The Spring Creek Sun attended several NYFW Spring/Summer 2020 runway shows. Some of our favorite designs came from: Blancore, Affair, Indonesian Diversity, and Global Collective II.
Blancore is a New-York based contemporary brand, whose showcase this season was inspired by water and all of its forms. The show began like a Shakespearean play, three models silhouetted in blue light that rippled off their bodies akin to mysterious sea creatures. There were silk gowns that flowed along the models’ bodies like a waterfall, sheer fabric forming a mist like appearance, and other outfits that were flat and smooth similar to a body of water at peace. Designer Yalan believes that water defines the existence of life—of every creature. Her inspirations were conveyed through the strong, yet gentle beauty of her design.

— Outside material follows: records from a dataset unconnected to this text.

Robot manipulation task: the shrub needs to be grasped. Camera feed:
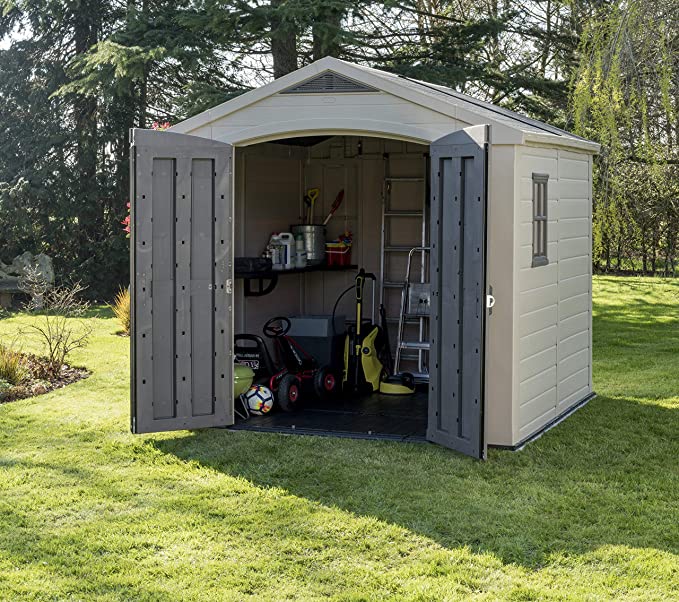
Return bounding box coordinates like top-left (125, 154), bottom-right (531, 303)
top-left (111, 287), bottom-right (130, 335)
top-left (19, 270), bottom-right (93, 379)
top-left (0, 378), bottom-right (13, 401)
top-left (0, 345), bottom-right (28, 385)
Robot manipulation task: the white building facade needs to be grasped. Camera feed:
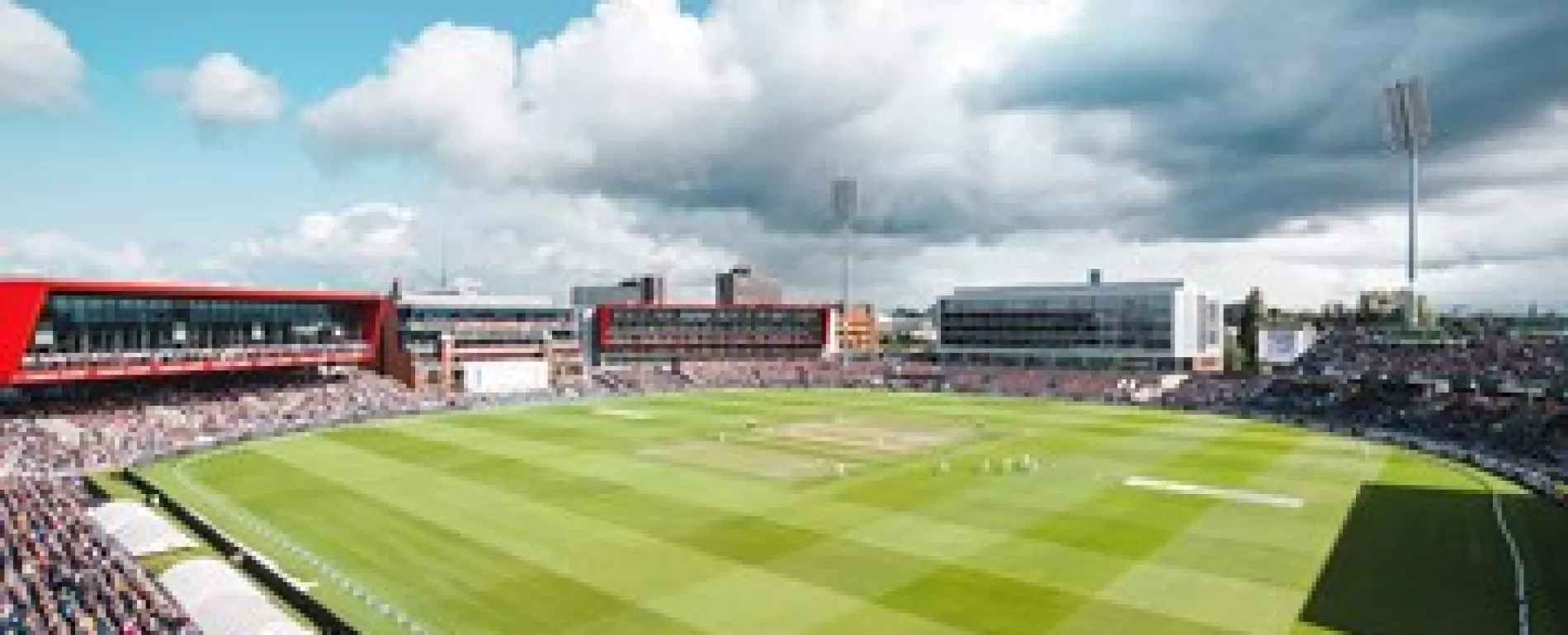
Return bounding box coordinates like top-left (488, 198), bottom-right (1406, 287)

Affair’s designer, Rufat Ismayil, centered this season’s runway show around one of the world’s rarest orchids, the Kahri Bulbul, which can be found in his home country of Azerbaijan. Every piece on display featured shades that could be found on a flower, pastels, crêpe chiffon, and crystal embroidery emphasized the delicate beauty of the Kahri Bulbul orchid (almost each model wore a flower in their hair). Some gowns consisted of intricate lace sleeves, while others were made up of several individual pieces of fabric that flowed like confetti.
Indonesian Diversity featured four brands: 2Madison Avenue, Yoriswari Prajanti, Ayumi, and Julianto. This presentation focused on luxurious contemporary attire that highlights Indonesian and American culture.
Maggie Hutauruk, designer for 2Madison Avenue kicked off the show with her colorful and loud pieces made from Indonesian fabrics. Her section of the show was almost like a living abstract art show. Her streetwear and evening wear appeared to channel 1980s rock culture with a flair of Andy Warhal prints.
Ayumi (created by designer Marina Christyanti) was the second Indonesian artist to be showcased. Her pieces were sophisticated with earthy tones and embroidered textiles. Beige chiffon blouses, golden silk shorts, and flowing sashes gave the entire experience a rich and elegant appearance.
Julianto bold designs concentrated on solid colors with sculptural molds. Blushed pinks, noir blacks, and lacy whites were among the popular colors Julianito exhibited. These exquisite pieces felt very much like Italian or Parisian couture, while maintaining a unique contemporary style.
Yogiswari Prajanti was the final designer to showcase her work. Each of the designs were peppy and fun. Her craftsmanship produced bright street artists based designs that embrace Indonesian and American culture. Much of the dresses and blouses consisted of character illustrations, depicting Prajanti’s visuals of the world.
The most interesting, and perhaps flamboyant showcase at NYFW was
perhaps the Global Fashion Collective II. Design brands Hamon, Haus Zuk,
Maria Pia Cornejo, and AC·HOUSE were at the top of their game during their runway shows.
Hamon followed a theme of unity, featuring one piece of linen or cotton fabric with soft tones, such as pink, yellow, and fuchsia.
While Haus Zuk went in the complete opposite direction with a collection of bright furry designs shedding a light on the LGBT community. Zuk paid homage to his love of video games and cosplay with fantasy-inspired garments.
Maria Pia Cornejo concentrated on balancing color with geometric shapes,
similar to Piet Mondrain’s abstract painting turned into an Yves Saint Laurent 1960s dress. Cornejo inspirations were drawn from her commitment to futurism and pairing color with shapes. Much of her pieces consisted of solid reds folded into whites and blues through various structural shapes.
AC·HOUSE embraced the beauty of black, edgy clothing with Italian
couture. The use of lace, silk, chiffon, and embroideries made each outfit
worthy of either a rock star or princess. The high collar ivory blouses
matched with a puffed-out crushed satin blazer and shorts gave off a
Renascence gothic appeal, while the sheer chiffon black gowns with a
gleam of silver were worthy of the red carpet.